Safety lssues Heat Up Winter Olympics
Due to security anxieties, tensions are boiling over on the freezing coast city of Sochi, Russia, the host of the Winter Olympics.
The Winter Olympics start Thursday and run through Feb. 23 in a city of 350,000 people, along the Black Sea and at the western edge of the Caucasus Mountains. The region has been filled with conflict between native Islamic peoples and Russian forces for years.
The biggest concern is with Doku Umarov, described by some as “Russia’s bin Laden.” Six months ago the Chechen rebel leader threatened to attack civilians in Russia and urged Islamic separatists to use force to disrupt the Olympics, which he described as “satanic dances on the bones of our ancestors” in a video released over the Internet.
Since Umarov’s threat, three suicide bombers have killed more than 40 people and injured more than 100 in Volgograd, a major transportation hub 430 miles northeast of Sochi. The two most recent attacks came just a few weeks ago.
The U.S. hired a private security firm, which is not being named, to have as many as five aircrafts on standby in case team members need to evacuate Sochi.

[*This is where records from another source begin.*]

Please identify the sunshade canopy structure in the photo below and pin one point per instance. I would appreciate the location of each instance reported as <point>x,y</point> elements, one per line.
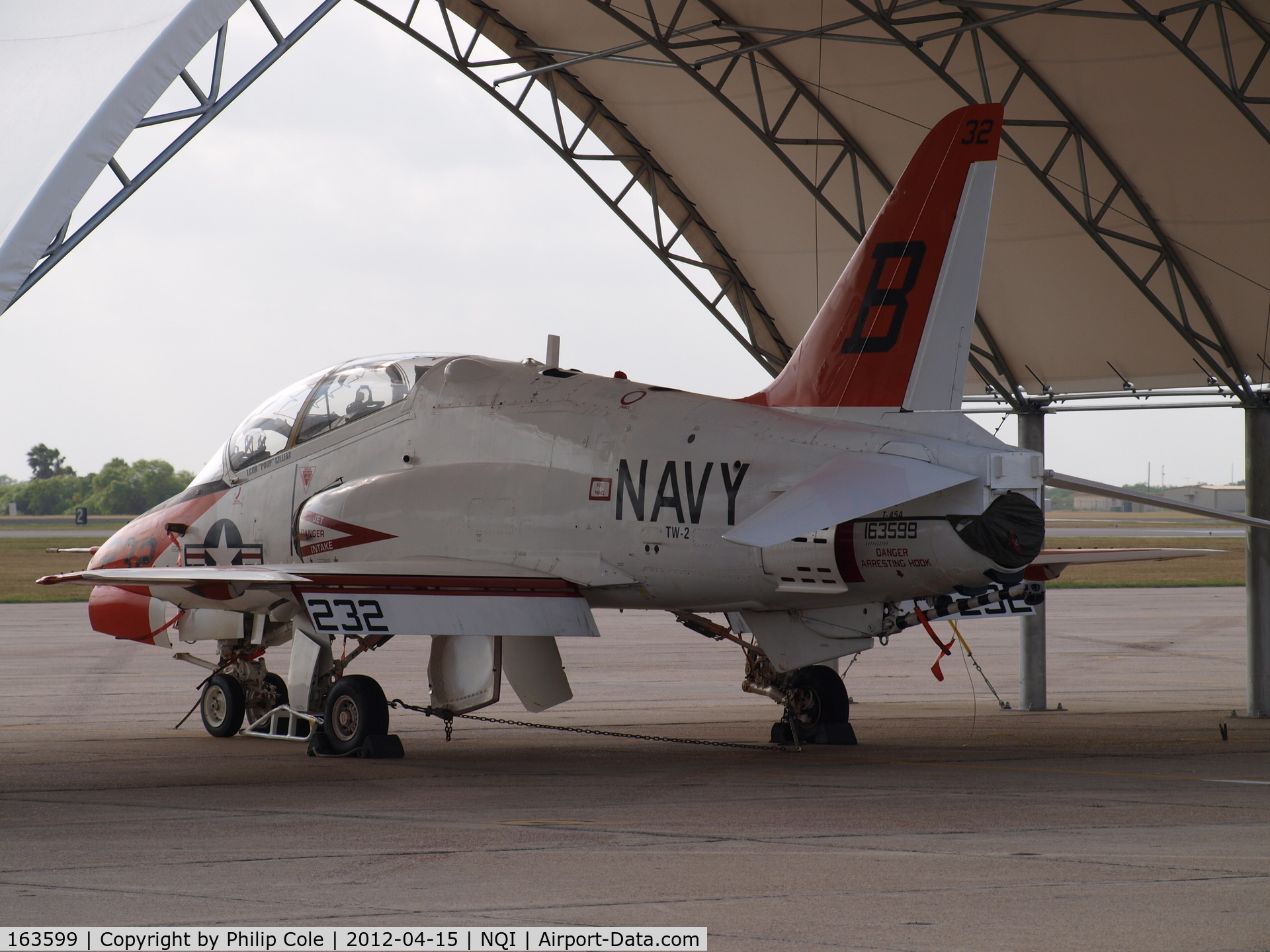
<point>751,143</point>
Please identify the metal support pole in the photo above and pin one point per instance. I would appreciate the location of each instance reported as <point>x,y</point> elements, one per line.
<point>1032,627</point>
<point>1256,475</point>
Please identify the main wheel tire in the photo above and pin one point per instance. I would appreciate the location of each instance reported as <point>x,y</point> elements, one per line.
<point>222,706</point>
<point>356,710</point>
<point>817,696</point>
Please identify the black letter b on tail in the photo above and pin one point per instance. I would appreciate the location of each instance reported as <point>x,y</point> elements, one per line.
<point>893,298</point>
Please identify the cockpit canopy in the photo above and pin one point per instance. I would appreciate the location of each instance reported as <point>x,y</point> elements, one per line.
<point>323,403</point>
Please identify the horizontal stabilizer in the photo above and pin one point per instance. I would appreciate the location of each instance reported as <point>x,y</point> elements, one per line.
<point>1103,556</point>
<point>1100,489</point>
<point>846,488</point>
<point>1052,561</point>
<point>431,596</point>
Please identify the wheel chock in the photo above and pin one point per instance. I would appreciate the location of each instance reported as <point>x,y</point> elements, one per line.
<point>384,748</point>
<point>835,734</point>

To protect the next month’s Winter Olympics, the Russian government has set up a heavily armed perimeter around Sochi, and The Federal Security Service Head of the Russian Federation has said 100,000 security personnel would be on duty at the Games and around Sochi.
The secure zone, which is 60 miles long and 25 miles wide, will mean near-total surveillance of residents, visitors and athletes. Drones will be deployed in the skies, speedboats will patrol the coast and sonar will reportedly be used to detect submarines.
The American Navy has also contributed to the security armada, by giving their full cooperation to the Russian government. Two Yankee ships have been deployed off the coast of Sochi in the Baltic Sea, to be called upon if necessary, for air support.
The Games have long been a high-prioritized target for terrorists. At the 1972 Summer Games in Munich, 11 Israeli athletes were taken hostage and killed by a Palestinian terrorist group.
Even when the Summer Games were held in Atlanta, Georgia in 1996, American Eric Rudolph detonated a bomb at Centennial Olympic Park. The blast resulted in the deaths of two people and injured more than 100. Rudolph is currently serving life in prison.
Since 776 BC the Olympics have been the coming together of the world’s best sport athletes, to compete against one another, for the ultimate gold medal. However this year the Olympics are threatened by an exterior force, which could cause the athletes to spend unneeded energy worrying about their own safety.
Sadly, there is nothing anyone can do but watch and hope that everything goes as planned, and that every athlete will return home safely whether or not they are victorious in the games.